Comparando os dados obtidos nos estudos sobre a capacidade de fazer inferências lógicas per se com os de estudos sobre a consciência pragmática, vemos que crianças bem jovens são capazes de fazer inferências silogísticas quando as premissas lhes são apresentadas isoladamente, fora de um texto mais amplo. No entanto, são necessários alguns anos mais para que este tipo de raciocínio lógico possa ser utilizado para derivar conclusões, ou detectar incoerências referentes a premissas contidas em uma história ou texto. Parece ocorrer neste caso um fenômeno semelhante ao discutido por Bryant (1973) com relação à inferência transitiva e à capacidade de utilizar esse tipo de raciocínio lógico para realizar tarefas de medida: a criança mostra-se capaz de fazer inferências quando as premissas são apresentadas, mas só bem mais tarde consegue realizar tarefas de medição espontânea onde o termo médio é utilizado para comparar o comprimento de dois outros objetos. Bryant argumenta que a criança já dispõe da lógica porém precisa aprender como e quando deve utilizá-la.
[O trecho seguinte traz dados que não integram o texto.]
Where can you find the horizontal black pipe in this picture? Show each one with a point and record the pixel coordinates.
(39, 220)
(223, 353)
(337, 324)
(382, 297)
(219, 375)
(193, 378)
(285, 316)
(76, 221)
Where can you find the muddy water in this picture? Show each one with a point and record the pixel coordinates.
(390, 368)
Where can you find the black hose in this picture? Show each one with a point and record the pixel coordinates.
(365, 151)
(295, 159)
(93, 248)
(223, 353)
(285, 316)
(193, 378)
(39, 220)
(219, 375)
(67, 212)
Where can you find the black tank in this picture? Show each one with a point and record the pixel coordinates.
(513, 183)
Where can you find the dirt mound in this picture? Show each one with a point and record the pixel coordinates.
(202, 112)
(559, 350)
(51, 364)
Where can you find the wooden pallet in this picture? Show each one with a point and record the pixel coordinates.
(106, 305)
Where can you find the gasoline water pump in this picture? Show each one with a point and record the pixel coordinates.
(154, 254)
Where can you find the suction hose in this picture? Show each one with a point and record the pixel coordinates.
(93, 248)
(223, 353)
Se o mesmo fenômeno apontado por Bryant (1973) ocorre com silogismos dos tipos aqui discutidos, é possível que a criança precise de experiências específicas com dados apresentados no contexto de histórias para saber quando e como utilizar sua capacidade lógica. Histórias constituem um contexto interessante para discutir este problema. O mundo descrito em histórias é um mundo de faz-de-conta onde qualquer coisa pode acontecer, inclusive incoerências, tanto entre os fatos relatados e o mundo real como entre os fatos relatados entre si. Espera-se, portanto, que, na escola, alguma discussão sobre os textos das histórias ocorra e esse tipo de experiência pode ser útil para que a criança passe a ver a necessidade de coerência lógica entre os fatos relatados. Palincsar e Brown (1984) mostraram, através da discussão entre as crianças, como se consegue uma melhor leitura, com ênfase na compreensão lógica de textos.
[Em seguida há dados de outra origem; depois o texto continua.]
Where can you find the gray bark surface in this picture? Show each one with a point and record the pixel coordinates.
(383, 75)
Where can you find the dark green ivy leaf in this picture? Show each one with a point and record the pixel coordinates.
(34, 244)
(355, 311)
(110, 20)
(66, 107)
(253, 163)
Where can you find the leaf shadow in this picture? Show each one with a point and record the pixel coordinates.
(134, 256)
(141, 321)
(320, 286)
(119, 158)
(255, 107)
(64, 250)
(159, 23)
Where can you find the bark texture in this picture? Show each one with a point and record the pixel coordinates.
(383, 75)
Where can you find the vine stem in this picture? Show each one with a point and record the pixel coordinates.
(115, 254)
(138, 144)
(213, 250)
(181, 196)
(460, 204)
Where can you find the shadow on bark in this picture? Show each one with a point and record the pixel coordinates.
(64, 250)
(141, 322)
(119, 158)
No entanto, nem toda escola parece estar enfatizando este tipo de discussão. No Brasil, embora algumas experiências recentes venham recomendando o uso de histórias e sua discussão como forma de melhorar o ensino da leitura, é conhecida a inadequação de textos utilizados nos primeiros anos escolares. Além do mais, o hábito de contar histórias e discutir com as crianças não parece estar de modo algum implantado. Isto proporciona a oportunidade de realizar um estudo sobre a emergência da capacidade da criança de utilizar o raciocínio silogístico na compreensão de textos ou histórias, (terceira área de estudo da consciência pragmática - ver p.2) bem como sobre o papel de diferentes tipos de experiências escolares sobre as habilidades lógicas da criança.
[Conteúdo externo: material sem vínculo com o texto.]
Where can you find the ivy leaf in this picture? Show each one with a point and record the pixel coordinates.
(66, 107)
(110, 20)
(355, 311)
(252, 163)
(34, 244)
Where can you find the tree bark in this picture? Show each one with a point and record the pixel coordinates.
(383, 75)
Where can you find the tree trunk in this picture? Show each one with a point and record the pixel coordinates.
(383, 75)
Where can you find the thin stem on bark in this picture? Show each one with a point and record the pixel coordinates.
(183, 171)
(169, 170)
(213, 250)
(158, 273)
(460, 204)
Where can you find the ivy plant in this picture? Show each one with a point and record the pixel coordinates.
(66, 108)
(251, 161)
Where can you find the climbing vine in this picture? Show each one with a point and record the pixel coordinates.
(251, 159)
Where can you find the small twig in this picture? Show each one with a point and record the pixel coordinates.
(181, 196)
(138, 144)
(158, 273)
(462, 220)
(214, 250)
Assim, este estudo tem como objetivos específicos:

1. Analisar as relações entre a capacidade de resolver silogismos apresentados per se e a capacidade de utilizar o raciocínio silogístico para: (a) tirar conclusões a partir de premissas contidas em histórias; (b) detectar incoerências entre fatos apresentados dentro de uma história.

2. Analisar a influência da experiência escolar em classes de alfabetização que enfatizam, ou não o uso de histórias e sua discussão, em relação ao desenvolvimento do uso do raciocínio silogístico per se e para tirar conclusões e detectar incoerências em histórias.

 

Método

Participantes

Fizeram parte deste estudo 60 crianças de quatro classes de alfabetização, sendo 30 crianças de duas escolas que contam e discutem histórias todos os dias, grupo 1 (G1) e 30 crianças de duas outras escolas onde a discussão de histórias não ocorre, ou não é atividade importante, sendo realizada apenas uma vez por semana, grupo 2 (G2). A escolha dessas escolas foi feita a partir de entrevistas com professoras e de observações sobre suas atuações. Todas as quatro escolas atendem populações de nível sócio-econômico (NSE) médio e alto da cidade do Recife, diferindo entre si na ênfase dada à leitura sistemática de histórias.

Material

Foram utilizados 12 argumentos lógicos na forma de Modus Ponens, sendo que quatro continham fatos conhecidos, coerentes com as experiências das crianças, outros quatro continham fatos desconhecidos e os demais continham fatos contrários às suas experiências. De cada grupo de quatro silogismos, dois continham conclusões coerentes e dois continham conclusões incoerentes com as premissas (ver Quadro 1).

 

 

Também foram usados 12 textos com argumentos lógicos inseridos em histórias, sendo que quatro continham fatos conhecidos, coerentes com as experiências das crianças, quatro continham fatos desconhecidos e quatro continham fatos contrários às experiências das crianças. Metade dos textos continha conclusões coerentes e a outra metade conclusões incoerentes (ver Quadro 2). As perguntas de sondagem, também constantes nosQuadros 1 e 2, foram feitas antes dos silogismos e das histórias e foram usadas para estabelecer os fatos que os sujeitos já sabiam.

 

 

Procedimento

Os dois grupos de crianças foram submetidos às tarefas do estudo em três fases diferentes. Na primeira fase, no meio do ano letivo da classe de alfabetização, as crianças foram testadas nos silogismos isolados e nos textos com os silogismos inseridos em histórias. Cada criança foi examinada oralmente e individualmente em duas sessões com intervalos de uma semana entre as mesmas. Antes do experimento começar, foram feitas as Perguntas de Sondagem. Depois disso, o experimentador dava as seguintes instruções:

"Eu vou ler para vocês algumas historinhas sobre coisas engraçadas. Porém, vamos fazer de conta que tudo é verdade". O experimentador então lia cada silogismo.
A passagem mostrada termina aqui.